You can replace aes256 with aes128, or you can fall back to zipcrypt for traditional (weak) ZipCrypto.

The command will prompt you for a password. Send the password to the recipient via a side channel.

4.3. PDF encryption

PDF also has a feature to encrypt documents. This feature is somewhat entangled with the poorly designed “permissions” system of yesteryear (e.g. permission to print, etc).
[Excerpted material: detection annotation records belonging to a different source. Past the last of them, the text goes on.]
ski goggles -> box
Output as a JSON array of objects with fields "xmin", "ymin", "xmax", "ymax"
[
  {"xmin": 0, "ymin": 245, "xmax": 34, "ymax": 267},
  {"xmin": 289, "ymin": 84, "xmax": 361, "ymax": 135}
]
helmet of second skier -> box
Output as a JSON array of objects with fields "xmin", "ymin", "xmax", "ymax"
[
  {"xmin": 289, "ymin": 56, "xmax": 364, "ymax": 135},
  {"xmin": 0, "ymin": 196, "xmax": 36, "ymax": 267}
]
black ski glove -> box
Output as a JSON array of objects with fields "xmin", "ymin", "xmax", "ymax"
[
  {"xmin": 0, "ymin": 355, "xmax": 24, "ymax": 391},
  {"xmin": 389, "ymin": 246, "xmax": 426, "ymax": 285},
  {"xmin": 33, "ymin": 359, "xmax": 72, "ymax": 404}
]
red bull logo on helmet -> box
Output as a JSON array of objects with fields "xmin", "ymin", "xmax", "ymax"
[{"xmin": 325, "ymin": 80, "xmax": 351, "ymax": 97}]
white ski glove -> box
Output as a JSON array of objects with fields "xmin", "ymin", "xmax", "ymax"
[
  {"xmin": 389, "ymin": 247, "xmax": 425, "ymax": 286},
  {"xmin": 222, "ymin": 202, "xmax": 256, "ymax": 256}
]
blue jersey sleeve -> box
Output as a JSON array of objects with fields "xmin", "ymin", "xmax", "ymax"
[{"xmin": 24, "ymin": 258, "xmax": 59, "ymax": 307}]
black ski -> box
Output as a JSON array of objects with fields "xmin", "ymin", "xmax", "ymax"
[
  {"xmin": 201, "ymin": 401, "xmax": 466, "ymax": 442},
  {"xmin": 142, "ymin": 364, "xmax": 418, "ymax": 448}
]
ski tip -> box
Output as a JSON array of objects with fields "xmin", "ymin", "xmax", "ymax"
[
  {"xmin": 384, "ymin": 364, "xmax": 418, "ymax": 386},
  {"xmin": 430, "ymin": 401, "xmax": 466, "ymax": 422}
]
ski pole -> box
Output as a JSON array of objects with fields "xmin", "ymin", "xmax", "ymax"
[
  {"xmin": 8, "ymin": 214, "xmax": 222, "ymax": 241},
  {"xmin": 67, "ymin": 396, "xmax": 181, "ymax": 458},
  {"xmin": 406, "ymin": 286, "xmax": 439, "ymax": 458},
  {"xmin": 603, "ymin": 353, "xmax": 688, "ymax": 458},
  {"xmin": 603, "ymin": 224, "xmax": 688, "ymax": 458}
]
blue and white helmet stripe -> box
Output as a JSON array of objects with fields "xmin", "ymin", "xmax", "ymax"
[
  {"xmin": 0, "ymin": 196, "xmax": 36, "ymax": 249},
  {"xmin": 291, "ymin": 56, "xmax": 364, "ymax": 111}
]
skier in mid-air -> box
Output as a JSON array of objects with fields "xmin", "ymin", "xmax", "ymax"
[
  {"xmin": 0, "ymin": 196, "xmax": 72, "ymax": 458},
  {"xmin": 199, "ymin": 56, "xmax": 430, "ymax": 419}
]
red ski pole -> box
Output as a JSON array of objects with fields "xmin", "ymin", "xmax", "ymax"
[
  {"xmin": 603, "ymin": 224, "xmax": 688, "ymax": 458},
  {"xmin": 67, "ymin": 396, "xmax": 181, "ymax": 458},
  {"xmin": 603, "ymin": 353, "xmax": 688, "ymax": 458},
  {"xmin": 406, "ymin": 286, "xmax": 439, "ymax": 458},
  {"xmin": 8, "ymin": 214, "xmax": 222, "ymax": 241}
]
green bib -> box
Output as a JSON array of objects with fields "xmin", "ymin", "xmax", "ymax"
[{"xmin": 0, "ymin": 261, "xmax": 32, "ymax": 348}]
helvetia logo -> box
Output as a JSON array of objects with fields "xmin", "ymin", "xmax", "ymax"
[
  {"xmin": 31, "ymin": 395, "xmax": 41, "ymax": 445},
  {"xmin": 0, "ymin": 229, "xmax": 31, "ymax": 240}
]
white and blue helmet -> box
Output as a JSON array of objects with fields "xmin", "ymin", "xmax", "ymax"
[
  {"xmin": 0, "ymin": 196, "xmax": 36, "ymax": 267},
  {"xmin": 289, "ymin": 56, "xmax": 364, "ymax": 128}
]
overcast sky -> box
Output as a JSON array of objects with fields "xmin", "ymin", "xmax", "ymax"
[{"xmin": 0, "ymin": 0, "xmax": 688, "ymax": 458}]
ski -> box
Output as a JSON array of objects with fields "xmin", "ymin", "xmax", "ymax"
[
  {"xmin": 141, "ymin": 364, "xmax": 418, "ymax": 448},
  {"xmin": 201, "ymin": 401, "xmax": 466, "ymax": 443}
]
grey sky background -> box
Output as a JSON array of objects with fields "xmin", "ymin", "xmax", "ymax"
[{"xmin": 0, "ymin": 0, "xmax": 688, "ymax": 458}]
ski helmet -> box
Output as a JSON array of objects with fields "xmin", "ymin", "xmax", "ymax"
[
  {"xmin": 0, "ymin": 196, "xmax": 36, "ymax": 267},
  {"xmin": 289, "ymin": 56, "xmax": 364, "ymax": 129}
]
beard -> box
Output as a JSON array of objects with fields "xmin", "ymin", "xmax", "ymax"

However, when configured properly, the entire document is encrypted. Furthermore, PDF 1.6 uses AES-128, and PDF 1.7 uses AES-256 (according to Adobe). So, the encryption is pretty good, and documents can be decrypted by any PDF reader.

On Linux, you can encrypt a PDF with Ghostscript.

$ gs -sDEVICE=pdfwrite -dBATCH -dNOPAUSE -sOwnerPassword=balloons -sUserPassword=balloons -sOutputFile=sensitive.pdf sensitive-enc.pdf

(Of course, you probably want to pick a better password than ‘balloons’. Also, send the password to the recipient via a side channel.)

As of ghostscript 9.26, this command outputs a PDF 1.7 document, so AES-256 is used.

Make sure you set both the owner password and the user password to the same string. The dichotomy is an artifact from the era of bad PDF protection. What is important now is that both values are set and equal.

Once you are happy with the encryption, safely destruct the plaintext copy by writing random data to it.

$ shred sensitive.pdf
$ mv sensitive-enc.pdf sensitive.pdf

5. Conclusion

There you have it! This is the “poor man’s guide” to encryption. These are a few ways to send a file securely such that users on other operating systems can decrypt the file.